Dear Carolyn: My husband and I were married in May and are preparing for our first Christmas together. We agreed that Thanksgiving would be with my family and Christmas with his.
The issue is my mother-in-law. She was very rude during the wedding — she barely spoke to me and gave no response when I said hello, and she chastised me at the next-day gathering. She later planned a summer family trip that my husband and I were expected to attend during the one week when I told her I wasn't available.
This is causing strain between my husband and me because they are very close. To me it's clear she doesn't like me and would rather I be out of the picture. My husband says we just haven't found a space to connect, and I should just let it go until we do. My own mother says to kill her with kindness.
I think we should address our issues before the Christmas visit, but I'm not sure it would do much good. How should I handle the upcoming holiday? — In-Law
Answer: I suspect "we" means you and your mother-in-law, but it needs to be you and your husband. That's the relationship that has to work.
And so, yes, you and your husband definitely should address your mother-in-law issues before you load a first Christmas together's worth of expectations on that rickety sleigh.
In particular, you need to recognize the importance of letting stuff go, and he needs to recognize the importance of backing you up.

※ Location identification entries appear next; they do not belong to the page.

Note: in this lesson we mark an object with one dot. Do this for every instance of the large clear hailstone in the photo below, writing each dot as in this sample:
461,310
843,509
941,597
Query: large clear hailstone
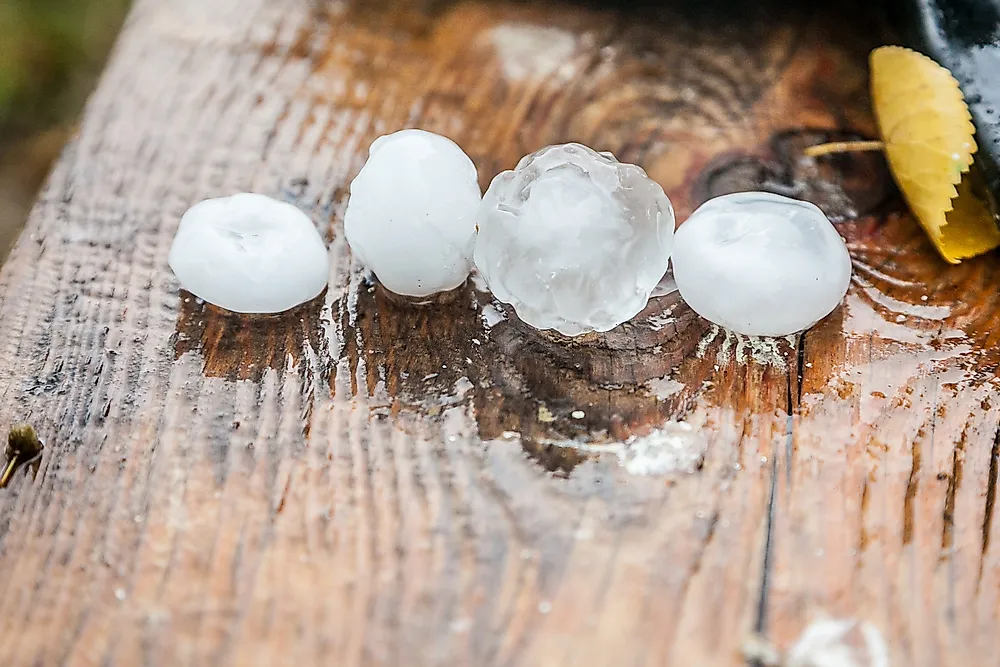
761,264
411,217
249,254
573,239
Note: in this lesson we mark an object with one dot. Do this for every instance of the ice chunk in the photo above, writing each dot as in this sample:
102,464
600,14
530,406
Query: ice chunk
573,239
760,264
411,217
250,254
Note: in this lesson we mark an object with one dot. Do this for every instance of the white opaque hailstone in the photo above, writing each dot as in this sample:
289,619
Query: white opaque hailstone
249,254
761,264
573,239
411,217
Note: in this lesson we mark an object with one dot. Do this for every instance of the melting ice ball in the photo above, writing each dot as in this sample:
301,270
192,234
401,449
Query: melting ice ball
573,239
411,217
761,264
250,254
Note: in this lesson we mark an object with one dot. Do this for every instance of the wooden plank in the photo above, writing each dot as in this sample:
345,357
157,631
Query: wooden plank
366,482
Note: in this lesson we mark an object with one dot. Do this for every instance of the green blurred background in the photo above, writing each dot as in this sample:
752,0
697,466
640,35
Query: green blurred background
51,53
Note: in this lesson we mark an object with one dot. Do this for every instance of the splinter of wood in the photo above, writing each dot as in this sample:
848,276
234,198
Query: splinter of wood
843,147
23,446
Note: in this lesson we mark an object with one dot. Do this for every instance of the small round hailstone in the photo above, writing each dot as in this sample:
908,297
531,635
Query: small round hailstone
761,264
573,239
249,254
411,217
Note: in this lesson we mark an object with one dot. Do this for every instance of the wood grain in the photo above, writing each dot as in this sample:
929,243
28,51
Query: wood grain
364,481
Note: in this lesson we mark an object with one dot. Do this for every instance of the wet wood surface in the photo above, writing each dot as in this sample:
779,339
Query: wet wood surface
367,482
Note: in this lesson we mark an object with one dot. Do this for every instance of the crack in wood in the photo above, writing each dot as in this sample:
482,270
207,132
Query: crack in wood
911,490
991,497
954,482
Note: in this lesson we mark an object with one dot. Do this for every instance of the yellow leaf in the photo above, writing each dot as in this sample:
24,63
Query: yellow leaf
971,229
928,134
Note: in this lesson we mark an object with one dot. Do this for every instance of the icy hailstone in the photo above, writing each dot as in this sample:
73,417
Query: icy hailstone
412,214
574,239
250,254
761,264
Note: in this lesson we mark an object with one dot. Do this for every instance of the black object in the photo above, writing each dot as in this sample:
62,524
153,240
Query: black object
964,36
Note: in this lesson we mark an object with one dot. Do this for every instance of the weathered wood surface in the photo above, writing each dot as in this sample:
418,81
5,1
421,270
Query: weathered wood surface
363,482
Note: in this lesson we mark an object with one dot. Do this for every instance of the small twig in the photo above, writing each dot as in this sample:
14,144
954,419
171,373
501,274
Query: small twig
843,147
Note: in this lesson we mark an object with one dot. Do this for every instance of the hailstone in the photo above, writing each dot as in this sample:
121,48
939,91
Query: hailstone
573,239
411,217
761,264
249,254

Meaning, for you: A failure to say hello is too puny a bean to count, much less hold onto for months. You're married. This woman is your family now, and your husband loves her. You owe it to him, and by extension to yourself, to let minutiae go. "Guess she didn't hear me (shrug)." Whatever. You find a way.
Meaning, for him: Even though he didn't ask me (but you can share this with him): Siding with Mother on big stuff like squeezing you out of vacations (!) is a 2 + 2 for spousal alienation. Honoring those new vows is so basic. "Mom really said that to you? No wonder you're upset. I'll talk to her, if you'd like." And, "Mom, that week doesn't work for us, remember?" Talking like this, calmly, helps both of you sort misdeeds from misunderstandings. Plus, neither of these responses sells out Mom; both merely validate that spouses are unified, side by side.
That is, presumably, the whole point both of marriage in general and the Mom conversation in particular. Spouses honor each other, and from there take life as it comes. Even when he thinks you're the one at fault in a you-vs.-his-mother incident — since you eventually will be, it's inevitable — you have a right to expect him to treat you still as his top priority. It's that much more important, in fact, when you and he disagree.
And he has a right to expect you not to get petty. Whether his mother was legitimately to blame in 99.9 of 100 battles before a current one is immaterial.
If one or both of you won't budge in the other's favor, then you're serving yourselves, not the marriage. A marriage can survive this occasionally, but not when it's the rule.